5: Java and Fortran Issues for a Parallel CFD
- CFD in Fortran: The CFD simulation was in HPF. It uses a 4-stage
Runge-Kutta time stepping algorithm and a finite volume
central-difference technique to find the solution. In addition, it
uses a numerical dissipation model to dampen any spurious oscillations
and prevent the solution from blowing up in the presence of shock
waves.
- CFD in Fortran: For parallelism, the code uses many "Forall"
statements. This construct guarantees no dependencies, so the compiler
doesn't get confused. Also, arrays were distributed along their
longest dimension, which corresponds to the lengthwise direction of
the simulated geometric shape (i.e. nozzle). This kind of distribution
allows any number of processors to be used. Statements such as
DISTRIBUTE and ALIGN can be used for this sort of mapping.
- CFD in Fortran: Communication is required especially in the
artifical dissipation routine, where 2nd and 4th order derivatives are
computed. This and the presence of any load imbalance in computations
are the two obstacles against perfect scaling.
- CFD in Fortran: Coding was simple optimization according to
some intermediate output was not easy. Debugging HPF code is not that
easy either.
- CFD in Java: Uses the same numerical algorithm as in the
HPF implementation. Coding was not a problem at all as long as the
user is familiar with aspects of the language. The object-oriented
paradigm fits well with these kind of engineering problems. Also,
there is more or less an aspect of self-organization. Visualization
not only can help understand various properties of the algorithm but
also can help modify, tune up, change classes, methods,
etc. Therefore, with some help from the AWT library, the code can be
optimized to even do better.
- CFD in Java: Parallelism was achieved by adding
message-passing (MPI) to the sequential version. There is a big
advantage to this approach and that is there was very few
modifications needed to the original sequential version. In all
fairness we could probably say the same thing for HPF.

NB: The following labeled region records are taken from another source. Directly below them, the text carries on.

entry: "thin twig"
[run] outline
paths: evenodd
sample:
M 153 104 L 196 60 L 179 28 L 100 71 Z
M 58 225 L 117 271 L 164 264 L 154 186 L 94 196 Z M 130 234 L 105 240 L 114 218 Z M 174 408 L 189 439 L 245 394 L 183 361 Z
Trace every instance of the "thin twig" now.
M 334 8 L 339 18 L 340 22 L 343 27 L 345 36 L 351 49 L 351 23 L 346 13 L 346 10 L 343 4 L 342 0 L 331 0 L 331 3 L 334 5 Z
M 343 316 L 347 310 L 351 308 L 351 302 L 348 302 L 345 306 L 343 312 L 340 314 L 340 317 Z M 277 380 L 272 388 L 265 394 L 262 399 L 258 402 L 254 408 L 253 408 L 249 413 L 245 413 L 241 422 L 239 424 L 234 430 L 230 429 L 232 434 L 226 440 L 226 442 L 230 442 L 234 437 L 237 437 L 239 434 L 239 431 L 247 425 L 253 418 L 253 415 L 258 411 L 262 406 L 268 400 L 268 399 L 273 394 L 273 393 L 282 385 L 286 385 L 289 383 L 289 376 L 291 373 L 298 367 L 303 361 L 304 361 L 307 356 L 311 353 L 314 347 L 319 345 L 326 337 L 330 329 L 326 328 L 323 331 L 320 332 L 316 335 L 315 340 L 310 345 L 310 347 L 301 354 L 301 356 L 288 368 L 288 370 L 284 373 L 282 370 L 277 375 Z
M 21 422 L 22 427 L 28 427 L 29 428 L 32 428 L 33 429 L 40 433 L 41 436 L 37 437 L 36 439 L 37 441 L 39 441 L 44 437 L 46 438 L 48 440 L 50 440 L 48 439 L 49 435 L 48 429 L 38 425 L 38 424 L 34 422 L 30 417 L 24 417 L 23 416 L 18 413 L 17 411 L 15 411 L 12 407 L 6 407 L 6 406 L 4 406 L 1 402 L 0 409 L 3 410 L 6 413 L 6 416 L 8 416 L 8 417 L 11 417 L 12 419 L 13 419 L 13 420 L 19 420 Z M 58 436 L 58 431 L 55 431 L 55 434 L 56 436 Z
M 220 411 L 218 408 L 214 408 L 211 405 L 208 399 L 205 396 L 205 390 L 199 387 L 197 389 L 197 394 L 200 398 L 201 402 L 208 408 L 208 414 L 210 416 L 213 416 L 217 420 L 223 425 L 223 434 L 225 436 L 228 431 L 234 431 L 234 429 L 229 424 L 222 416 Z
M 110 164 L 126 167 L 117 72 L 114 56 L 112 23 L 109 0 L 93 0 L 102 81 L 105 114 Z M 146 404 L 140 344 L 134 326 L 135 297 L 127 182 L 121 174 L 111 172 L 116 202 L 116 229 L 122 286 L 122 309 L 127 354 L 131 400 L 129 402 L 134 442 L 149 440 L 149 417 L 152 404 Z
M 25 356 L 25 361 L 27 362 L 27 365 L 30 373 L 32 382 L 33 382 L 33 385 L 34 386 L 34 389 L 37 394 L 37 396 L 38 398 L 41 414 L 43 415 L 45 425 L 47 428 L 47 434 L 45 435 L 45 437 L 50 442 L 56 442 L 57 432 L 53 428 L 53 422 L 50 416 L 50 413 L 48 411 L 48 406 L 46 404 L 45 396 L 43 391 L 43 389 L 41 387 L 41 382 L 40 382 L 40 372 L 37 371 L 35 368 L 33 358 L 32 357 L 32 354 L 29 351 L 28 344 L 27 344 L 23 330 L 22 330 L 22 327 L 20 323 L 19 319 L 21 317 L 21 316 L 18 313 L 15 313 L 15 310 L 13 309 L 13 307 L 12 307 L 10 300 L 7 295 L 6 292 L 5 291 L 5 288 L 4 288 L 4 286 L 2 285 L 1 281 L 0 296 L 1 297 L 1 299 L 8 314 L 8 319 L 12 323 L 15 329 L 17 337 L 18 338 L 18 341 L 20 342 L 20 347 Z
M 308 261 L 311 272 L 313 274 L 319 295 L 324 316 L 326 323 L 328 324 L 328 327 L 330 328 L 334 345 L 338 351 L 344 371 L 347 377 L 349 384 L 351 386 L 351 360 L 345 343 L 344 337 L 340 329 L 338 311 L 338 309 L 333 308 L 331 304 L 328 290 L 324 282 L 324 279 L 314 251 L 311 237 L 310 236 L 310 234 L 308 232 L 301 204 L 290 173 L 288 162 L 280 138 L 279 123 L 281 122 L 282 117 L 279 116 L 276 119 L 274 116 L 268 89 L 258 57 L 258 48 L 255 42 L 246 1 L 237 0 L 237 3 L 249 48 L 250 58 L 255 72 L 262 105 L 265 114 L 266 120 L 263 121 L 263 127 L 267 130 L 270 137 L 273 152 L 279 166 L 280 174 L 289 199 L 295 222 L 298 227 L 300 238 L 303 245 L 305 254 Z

- CFD in Java: Message-passing was initiated between methods
computing artificial dissipation, where 2nd and 4th order derivatives
are computed. Those are the methods that used continuously throughout
the simulation. Because of that, I thought that those are the only
methods in the code that could benefit from parallelism. We confined
our message-passing to simple send/receive and bcast.
- CFD in Java: The parallel version benefited greatly from
the efficient and well-designed sequential version, in which inlining
and other tune ups were already done. So the result was a robust
parallel version
- CFD in Java: The inlining helped great deal to speed up
execution without creating any degradation to the quality of the
solution. Depending on the network and computation nodes, we have
noticed that the JavaMPI version was running close to even faster than
the CFD HPF version using the same number of processors. I noticed
that it definitely ran much faster on a dedicated network of
nodes. But the architecture of these nodes are different than those
used for the HPF tests.
- CFD in Java: There is still more room for improvements. In
addition to inlining, JARing can greatly help improve the speed of
downloading. Another thing to do is to use thread pooling. This is
basically to create a ready supply of sleeping threads at the
beginning of execution. Because of the thread startup process is
expensive in terms of the system resources, thread pooling makes the
startup process a little slower, but improves runtime performance
because sleeping (or suspended) threads are awakened only when they
are needed to perform new tasks.
- CFD in Java: Method inlining, which I already have done,
increases performance by reducing the number of method calls the
program makes. Other things that can be done is perhaps to try
streamlined synchronization, JIT, and other performance enhancing
approaches. These are all quite useful tools to try specifically for
large scale applications.
Saleh Elmohamed